I plan to get a higher-res image when I get home.

Title: 2 Girls 1 Cup Reactions
Description: Analyzing the powers of one shock video.

Equipment:
probably just DVD player on a screen, maybe projector? I could provide my laptop.

1 Comment

  1. Comments from 4/19:
    ✓ Paul: Girls, Cups
    ——————————————————————
    http://entregeeks.files.wordpress.com/2008/08/x_girls_y_cups.png
    The above link was obviously inspired by “The Secret Lives of Numbers”

    please post your vimeo video (if you haven’t already).

    I love the girl at the end who says “peace”. You *must* keep that.
    I prefer the flat baseline, since the accumulation/averaging effect is what you’re after…
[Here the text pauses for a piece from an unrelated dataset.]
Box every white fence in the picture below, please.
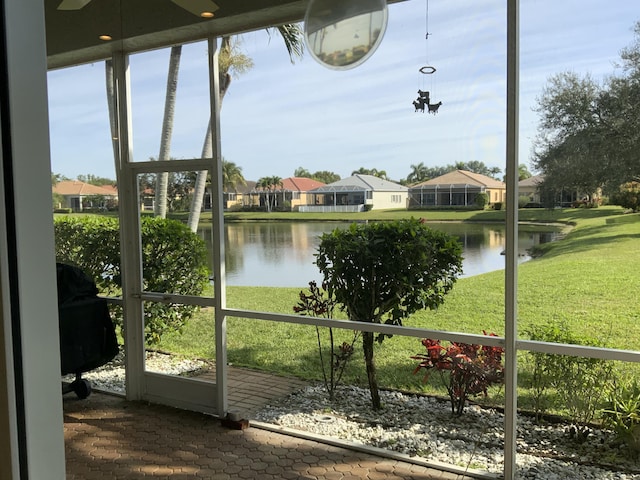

    I think you should take the median value for the different signals. Or even better — another metric to try is the “Winsorized Mean”, in which you discard the bottom 10% and the top 10% (or 20%) and then take the mean of the remaining values. This combines the best properties of the median and the mean. You would take the Winsorized Mean on a per-frame basis for your two analysis signals (flow and volume).
    Here are a big list of different measures of “central tendency”, including the mean, median, and many others: http://www.xycoon.com/central_tendency.htm, http://onlinestatbook.com/chapter3/comparing_measures.html
    — also, give some thoughts to how you could arrange the grid better (whatever better means to you).

    Your website design is really pretty.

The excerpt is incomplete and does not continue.